I recently sent some thoughts on validating a data warehouse to a colleague working with a clinical data system.  Data warehousing is a complex topic, but that has never stopped me before.  I am reproducing my thoughts almost verbatim below.  Feel free to disagree or add to the conversation…

You should think about the extent and thoroughness you need at every level of testing (Unit, Integration, System, User Acceptance, Operational Readiness, etc.).  Depending upon the criticality of the data and how it will be used, you will need to do some or all of this testing.  Not all of the testing, however, needs to be done using formal, pre-approved test scripts; though the approach, including how each level of testing will be documented, should be documented and approved within your Validation Plan by the business, the project team (or IT), and Quality. 

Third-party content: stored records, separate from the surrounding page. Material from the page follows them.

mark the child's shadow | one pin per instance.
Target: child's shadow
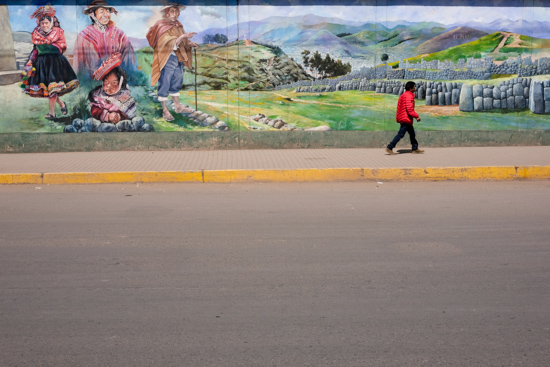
(403, 151)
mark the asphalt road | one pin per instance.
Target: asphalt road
(339, 274)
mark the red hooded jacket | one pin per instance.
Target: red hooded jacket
(405, 109)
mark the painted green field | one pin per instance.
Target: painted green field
(350, 110)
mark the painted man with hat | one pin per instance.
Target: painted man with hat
(97, 42)
(172, 53)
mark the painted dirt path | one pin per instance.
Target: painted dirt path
(321, 103)
(515, 43)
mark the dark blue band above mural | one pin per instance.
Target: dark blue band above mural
(468, 3)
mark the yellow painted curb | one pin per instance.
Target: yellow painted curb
(20, 178)
(121, 177)
(383, 174)
(294, 175)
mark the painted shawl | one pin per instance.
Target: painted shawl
(93, 47)
(56, 37)
(121, 102)
(162, 37)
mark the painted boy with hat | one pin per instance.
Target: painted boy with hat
(172, 53)
(111, 104)
(97, 42)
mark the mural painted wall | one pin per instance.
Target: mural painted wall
(105, 66)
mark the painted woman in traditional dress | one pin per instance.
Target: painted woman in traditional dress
(48, 74)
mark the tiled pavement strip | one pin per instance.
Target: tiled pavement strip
(531, 162)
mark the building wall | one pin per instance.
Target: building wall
(298, 71)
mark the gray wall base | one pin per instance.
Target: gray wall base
(215, 140)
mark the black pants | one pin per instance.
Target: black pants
(405, 128)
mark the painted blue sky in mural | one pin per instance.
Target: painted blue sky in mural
(200, 18)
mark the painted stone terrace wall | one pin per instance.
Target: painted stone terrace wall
(519, 93)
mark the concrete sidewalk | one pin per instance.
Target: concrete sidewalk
(285, 165)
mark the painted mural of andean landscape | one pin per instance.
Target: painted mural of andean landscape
(320, 73)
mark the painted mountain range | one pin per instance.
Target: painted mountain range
(398, 39)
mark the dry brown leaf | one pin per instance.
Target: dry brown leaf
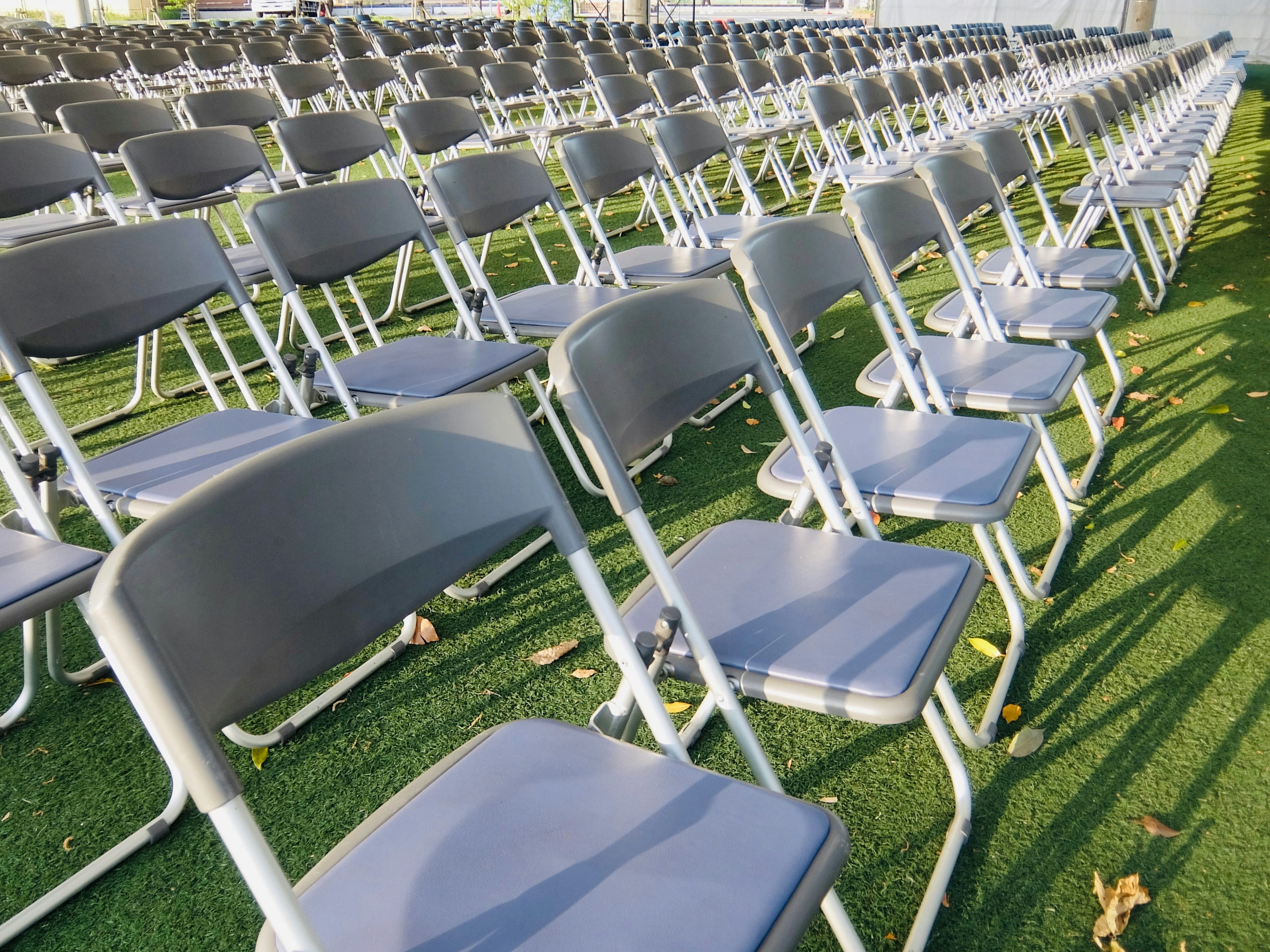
(425, 633)
(1155, 828)
(556, 653)
(1117, 904)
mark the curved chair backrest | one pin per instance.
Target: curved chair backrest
(318, 144)
(143, 277)
(429, 126)
(230, 107)
(296, 610)
(187, 164)
(108, 124)
(635, 370)
(48, 98)
(481, 193)
(317, 235)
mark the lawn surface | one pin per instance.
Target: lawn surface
(1150, 682)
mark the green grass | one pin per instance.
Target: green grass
(1151, 683)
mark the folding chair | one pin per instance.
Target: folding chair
(962, 183)
(922, 465)
(474, 827)
(824, 621)
(895, 220)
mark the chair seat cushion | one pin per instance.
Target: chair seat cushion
(16, 233)
(827, 622)
(929, 466)
(160, 468)
(1066, 267)
(987, 375)
(539, 836)
(658, 264)
(1123, 196)
(547, 310)
(422, 369)
(1036, 314)
(37, 575)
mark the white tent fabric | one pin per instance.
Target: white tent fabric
(1249, 21)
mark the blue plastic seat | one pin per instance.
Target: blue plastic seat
(539, 836)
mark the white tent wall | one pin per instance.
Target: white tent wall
(1249, 21)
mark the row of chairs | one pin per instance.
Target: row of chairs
(708, 338)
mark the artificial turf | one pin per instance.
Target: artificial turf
(1150, 682)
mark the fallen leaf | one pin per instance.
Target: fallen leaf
(985, 647)
(1155, 828)
(1117, 903)
(556, 653)
(425, 633)
(1027, 742)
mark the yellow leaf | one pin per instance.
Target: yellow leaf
(556, 653)
(986, 648)
(1155, 828)
(425, 633)
(1027, 742)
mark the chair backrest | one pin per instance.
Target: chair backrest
(429, 126)
(143, 277)
(296, 610)
(251, 107)
(893, 220)
(635, 370)
(48, 98)
(604, 162)
(108, 124)
(317, 235)
(795, 270)
(39, 169)
(686, 140)
(317, 144)
(479, 193)
(187, 164)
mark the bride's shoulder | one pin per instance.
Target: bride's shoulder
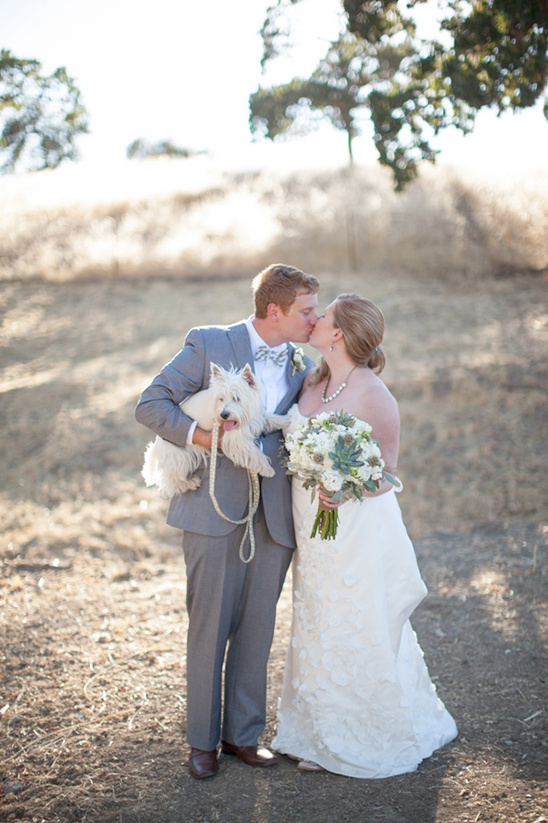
(376, 397)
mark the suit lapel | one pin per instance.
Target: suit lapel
(239, 339)
(294, 379)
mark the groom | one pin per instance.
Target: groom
(231, 603)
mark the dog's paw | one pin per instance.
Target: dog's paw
(266, 471)
(190, 484)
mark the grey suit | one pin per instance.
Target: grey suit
(228, 602)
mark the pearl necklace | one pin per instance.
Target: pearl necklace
(339, 390)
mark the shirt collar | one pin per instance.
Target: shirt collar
(256, 340)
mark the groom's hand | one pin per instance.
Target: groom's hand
(326, 502)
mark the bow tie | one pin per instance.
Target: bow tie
(266, 353)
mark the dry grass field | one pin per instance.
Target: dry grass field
(92, 584)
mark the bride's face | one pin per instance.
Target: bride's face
(323, 335)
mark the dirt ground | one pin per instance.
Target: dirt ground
(92, 585)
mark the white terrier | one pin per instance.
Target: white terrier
(234, 398)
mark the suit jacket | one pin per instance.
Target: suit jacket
(159, 410)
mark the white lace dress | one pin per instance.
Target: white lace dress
(357, 698)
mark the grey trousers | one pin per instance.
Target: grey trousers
(230, 603)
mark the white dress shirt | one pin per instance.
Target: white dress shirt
(272, 376)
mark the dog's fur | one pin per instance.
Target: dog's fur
(234, 398)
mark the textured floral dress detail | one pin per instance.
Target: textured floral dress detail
(357, 698)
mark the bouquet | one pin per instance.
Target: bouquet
(335, 450)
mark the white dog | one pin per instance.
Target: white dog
(234, 398)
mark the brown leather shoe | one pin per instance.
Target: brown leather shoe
(252, 755)
(203, 764)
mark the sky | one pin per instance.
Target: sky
(184, 69)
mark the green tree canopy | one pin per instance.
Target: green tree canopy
(490, 53)
(141, 149)
(40, 115)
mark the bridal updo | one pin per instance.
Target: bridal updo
(362, 325)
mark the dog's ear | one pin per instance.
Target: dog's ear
(216, 370)
(249, 377)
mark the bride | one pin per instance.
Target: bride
(357, 698)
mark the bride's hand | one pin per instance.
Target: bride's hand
(326, 502)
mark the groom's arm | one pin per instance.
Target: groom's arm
(158, 407)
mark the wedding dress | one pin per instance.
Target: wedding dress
(357, 698)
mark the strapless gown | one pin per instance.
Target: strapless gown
(357, 698)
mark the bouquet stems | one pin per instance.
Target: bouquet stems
(326, 523)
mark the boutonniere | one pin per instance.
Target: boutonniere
(297, 361)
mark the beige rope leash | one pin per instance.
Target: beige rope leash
(254, 497)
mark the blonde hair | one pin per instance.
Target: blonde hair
(280, 284)
(362, 325)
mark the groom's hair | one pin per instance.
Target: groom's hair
(281, 285)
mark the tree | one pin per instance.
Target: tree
(40, 115)
(338, 89)
(497, 57)
(140, 149)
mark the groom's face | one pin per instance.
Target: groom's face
(298, 324)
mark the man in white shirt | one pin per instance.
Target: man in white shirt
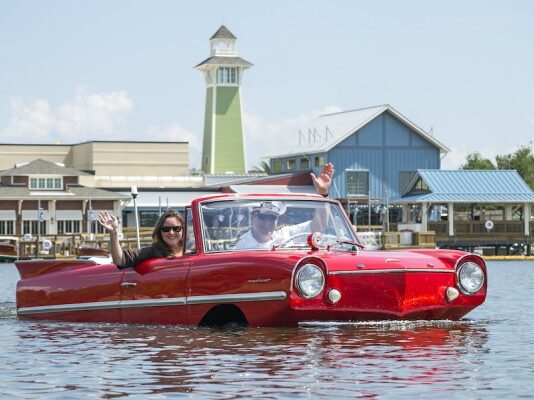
(263, 233)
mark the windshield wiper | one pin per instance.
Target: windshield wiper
(355, 245)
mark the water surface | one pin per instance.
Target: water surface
(488, 355)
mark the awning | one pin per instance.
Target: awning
(69, 215)
(8, 215)
(33, 215)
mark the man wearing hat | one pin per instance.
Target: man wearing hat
(263, 233)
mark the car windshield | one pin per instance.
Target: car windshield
(267, 224)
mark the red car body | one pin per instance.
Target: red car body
(253, 287)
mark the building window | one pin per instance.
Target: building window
(420, 186)
(291, 165)
(68, 226)
(46, 183)
(357, 183)
(227, 75)
(32, 227)
(6, 228)
(277, 166)
(405, 177)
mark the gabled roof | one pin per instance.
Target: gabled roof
(41, 167)
(468, 186)
(72, 193)
(223, 33)
(331, 129)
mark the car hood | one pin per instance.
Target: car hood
(434, 260)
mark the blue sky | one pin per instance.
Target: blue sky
(74, 71)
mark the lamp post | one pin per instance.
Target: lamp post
(40, 218)
(134, 196)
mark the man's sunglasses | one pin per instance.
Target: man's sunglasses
(167, 229)
(267, 217)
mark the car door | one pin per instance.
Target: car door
(155, 291)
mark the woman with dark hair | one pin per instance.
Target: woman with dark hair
(168, 237)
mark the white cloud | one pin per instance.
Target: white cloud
(88, 116)
(264, 137)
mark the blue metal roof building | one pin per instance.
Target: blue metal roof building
(466, 186)
(376, 151)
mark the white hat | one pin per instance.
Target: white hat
(275, 208)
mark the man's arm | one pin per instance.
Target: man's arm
(111, 224)
(324, 180)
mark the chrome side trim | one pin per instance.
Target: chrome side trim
(391, 271)
(98, 305)
(169, 301)
(229, 298)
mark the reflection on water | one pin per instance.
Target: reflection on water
(370, 360)
(357, 360)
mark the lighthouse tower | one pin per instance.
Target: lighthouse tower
(223, 150)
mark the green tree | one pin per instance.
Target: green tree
(522, 161)
(476, 161)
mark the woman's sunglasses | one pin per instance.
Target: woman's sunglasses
(175, 229)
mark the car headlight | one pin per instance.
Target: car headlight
(309, 280)
(470, 278)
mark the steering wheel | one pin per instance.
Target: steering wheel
(289, 240)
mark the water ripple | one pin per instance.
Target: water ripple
(482, 357)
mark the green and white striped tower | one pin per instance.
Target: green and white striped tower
(223, 150)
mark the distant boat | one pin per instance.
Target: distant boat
(9, 249)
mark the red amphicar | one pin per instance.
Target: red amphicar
(260, 260)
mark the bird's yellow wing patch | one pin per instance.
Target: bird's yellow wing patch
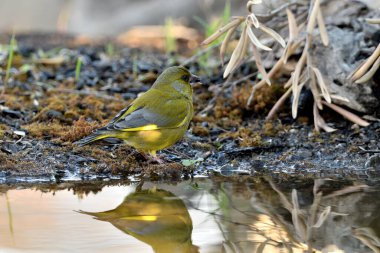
(142, 128)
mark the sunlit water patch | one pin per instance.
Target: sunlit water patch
(251, 215)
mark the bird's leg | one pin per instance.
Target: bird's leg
(155, 158)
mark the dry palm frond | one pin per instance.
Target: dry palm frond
(368, 237)
(367, 69)
(249, 25)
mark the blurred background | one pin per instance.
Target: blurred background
(97, 18)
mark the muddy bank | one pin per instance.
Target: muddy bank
(48, 104)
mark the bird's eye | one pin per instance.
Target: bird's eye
(186, 78)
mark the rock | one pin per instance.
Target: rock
(373, 162)
(337, 61)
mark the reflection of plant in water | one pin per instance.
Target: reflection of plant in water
(9, 210)
(155, 217)
(284, 222)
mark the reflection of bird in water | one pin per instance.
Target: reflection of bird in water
(155, 217)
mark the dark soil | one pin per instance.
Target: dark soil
(44, 101)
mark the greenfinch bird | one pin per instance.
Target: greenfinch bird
(158, 118)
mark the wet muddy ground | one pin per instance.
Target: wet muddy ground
(48, 104)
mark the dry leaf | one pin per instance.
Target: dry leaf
(322, 29)
(259, 64)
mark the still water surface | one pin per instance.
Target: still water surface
(253, 215)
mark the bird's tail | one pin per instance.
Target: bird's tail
(95, 136)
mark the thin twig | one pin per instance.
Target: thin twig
(87, 93)
(200, 53)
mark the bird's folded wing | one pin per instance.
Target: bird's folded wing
(169, 114)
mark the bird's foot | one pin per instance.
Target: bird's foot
(152, 157)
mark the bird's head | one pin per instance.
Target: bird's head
(176, 79)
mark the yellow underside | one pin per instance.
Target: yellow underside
(152, 140)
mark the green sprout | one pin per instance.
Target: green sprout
(170, 41)
(77, 68)
(110, 49)
(12, 45)
(211, 28)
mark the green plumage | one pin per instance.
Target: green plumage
(155, 120)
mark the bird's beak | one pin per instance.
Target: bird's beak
(194, 79)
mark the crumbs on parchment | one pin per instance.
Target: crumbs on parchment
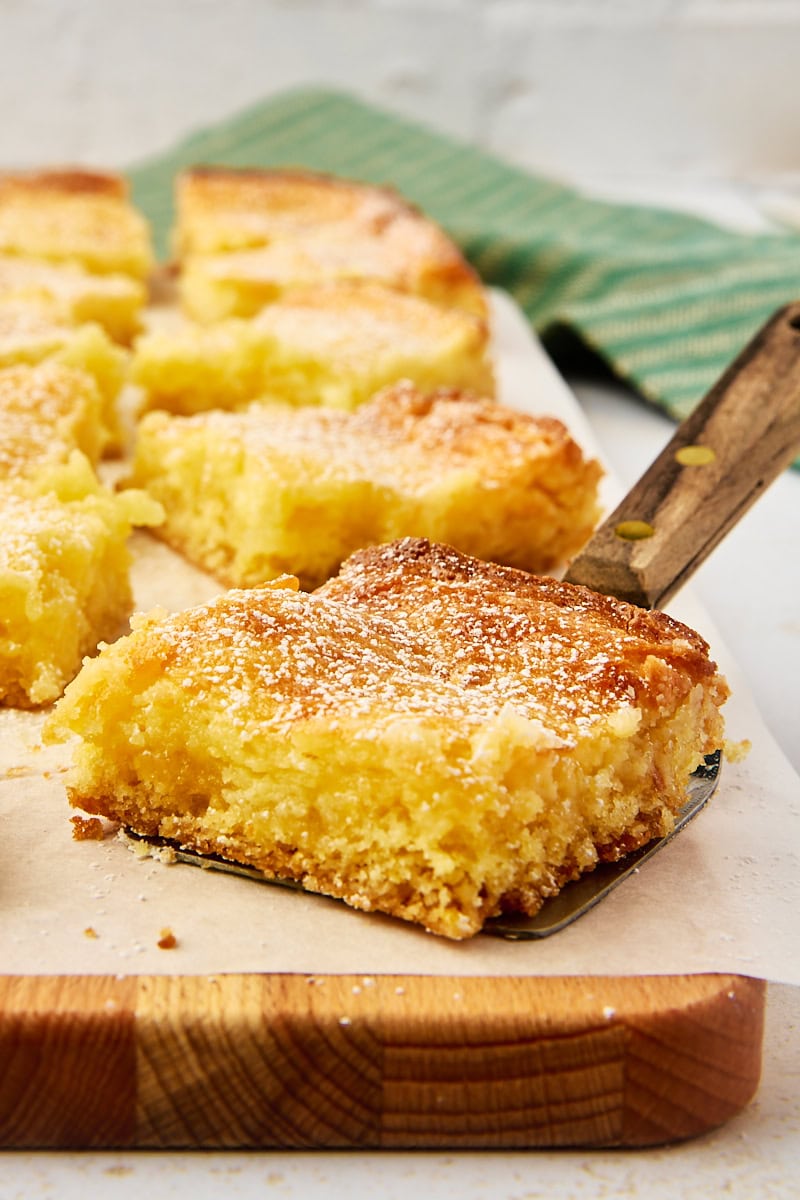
(91, 828)
(167, 941)
(737, 751)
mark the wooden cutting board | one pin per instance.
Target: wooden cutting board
(341, 1061)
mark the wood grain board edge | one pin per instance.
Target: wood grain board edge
(355, 1062)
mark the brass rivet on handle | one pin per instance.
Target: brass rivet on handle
(633, 531)
(695, 456)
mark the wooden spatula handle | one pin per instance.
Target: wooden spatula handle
(721, 459)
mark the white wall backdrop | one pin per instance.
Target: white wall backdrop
(609, 89)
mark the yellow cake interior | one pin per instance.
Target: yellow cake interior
(428, 736)
(64, 575)
(272, 490)
(332, 346)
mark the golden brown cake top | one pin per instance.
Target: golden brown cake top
(294, 227)
(350, 316)
(32, 279)
(74, 216)
(402, 437)
(537, 643)
(221, 209)
(46, 412)
(407, 255)
(64, 180)
(414, 630)
(25, 323)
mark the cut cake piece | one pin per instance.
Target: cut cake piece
(245, 238)
(334, 346)
(74, 216)
(47, 412)
(222, 208)
(428, 736)
(72, 294)
(64, 576)
(29, 334)
(252, 495)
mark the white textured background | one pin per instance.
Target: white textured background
(601, 90)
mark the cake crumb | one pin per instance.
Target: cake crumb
(86, 829)
(737, 751)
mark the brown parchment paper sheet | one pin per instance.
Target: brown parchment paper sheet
(722, 897)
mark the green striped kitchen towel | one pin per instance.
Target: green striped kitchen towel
(666, 299)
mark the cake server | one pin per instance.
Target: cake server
(720, 460)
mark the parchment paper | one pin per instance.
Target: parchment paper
(723, 897)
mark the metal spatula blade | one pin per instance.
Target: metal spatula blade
(719, 462)
(572, 901)
(577, 898)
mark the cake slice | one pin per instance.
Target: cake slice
(46, 413)
(334, 346)
(221, 208)
(246, 238)
(428, 736)
(68, 293)
(30, 335)
(74, 216)
(271, 490)
(64, 575)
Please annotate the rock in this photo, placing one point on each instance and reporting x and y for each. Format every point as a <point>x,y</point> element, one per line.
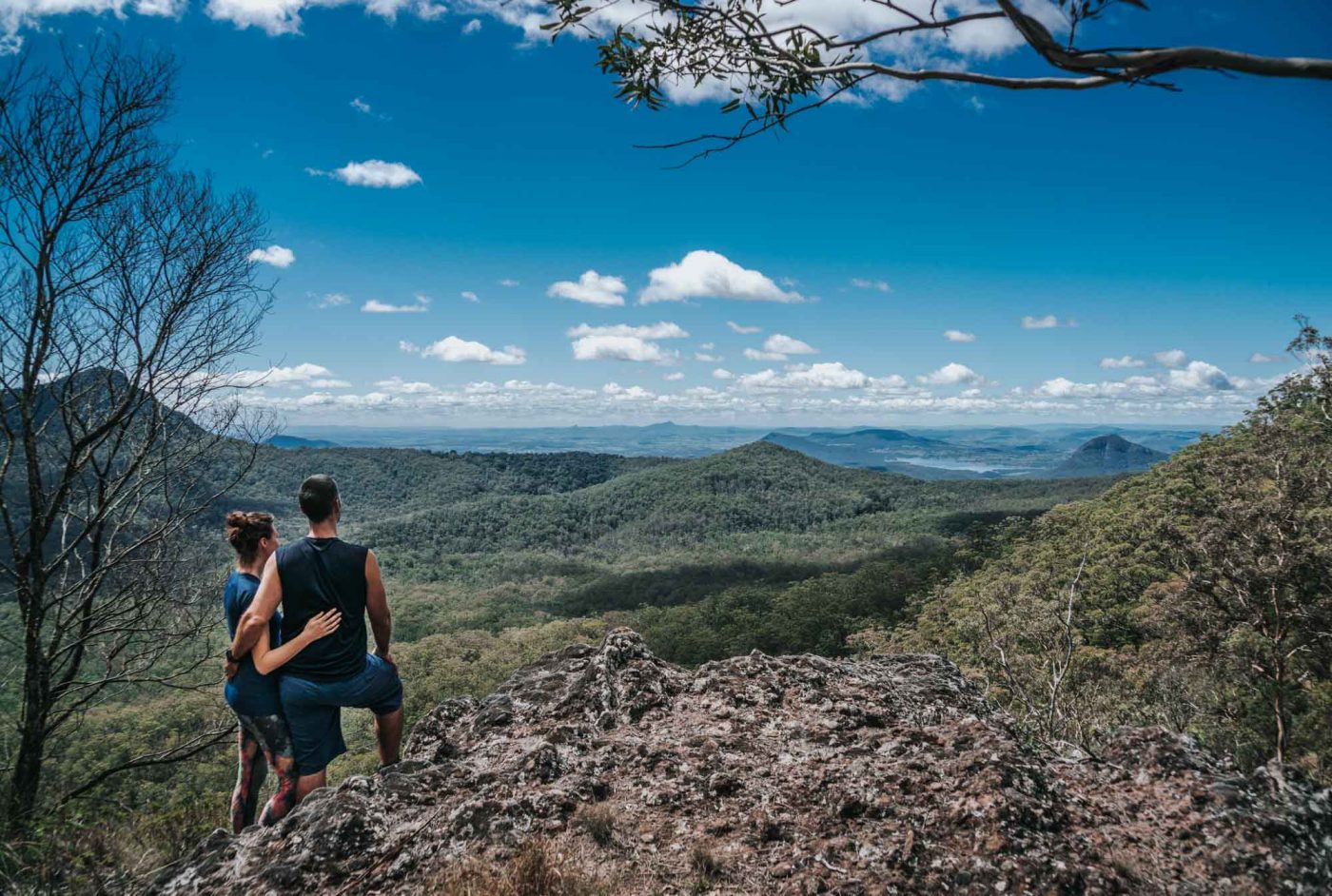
<point>781,775</point>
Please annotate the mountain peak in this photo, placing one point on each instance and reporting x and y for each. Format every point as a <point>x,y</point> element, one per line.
<point>766,773</point>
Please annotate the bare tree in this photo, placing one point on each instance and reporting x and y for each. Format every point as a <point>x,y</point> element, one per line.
<point>781,57</point>
<point>126,290</point>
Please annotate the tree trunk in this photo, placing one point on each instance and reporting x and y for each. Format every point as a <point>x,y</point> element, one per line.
<point>26,779</point>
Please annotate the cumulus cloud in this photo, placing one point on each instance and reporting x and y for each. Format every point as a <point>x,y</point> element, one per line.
<point>815,376</point>
<point>709,275</point>
<point>659,330</point>
<point>1171,359</point>
<point>1199,376</point>
<point>590,289</point>
<point>952,375</point>
<point>788,345</point>
<point>376,306</point>
<point>1045,322</point>
<point>273,255</point>
<point>399,386</point>
<point>1123,361</point>
<point>300,375</point>
<point>625,342</point>
<point>621,348</point>
<point>372,172</point>
<point>456,350</point>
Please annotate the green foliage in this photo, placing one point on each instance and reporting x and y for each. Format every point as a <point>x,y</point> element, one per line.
<point>1195,595</point>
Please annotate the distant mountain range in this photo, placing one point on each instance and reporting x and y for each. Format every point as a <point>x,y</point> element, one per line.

For formal testing, I would recommend you focus on a subset of system level and most or all of the User Acceptance level of testing for OQ and Operational Readiness Testing for PQ.  For IQ, I refer to a webinar I gave recently that talks about aspects of testing.  In general, IQ covers hardware and physical connections as well as software installation verification (versions, patches, etc.).

Regarding validating only the reports, I would think that is not enough.  I assume the data may be accessed through channels other than just reports and that new reports will be generated that may access data not included in previous reports.  There will need to be testing that helps you gain a level of confidence that all of the data that may be accessed is valid and secure.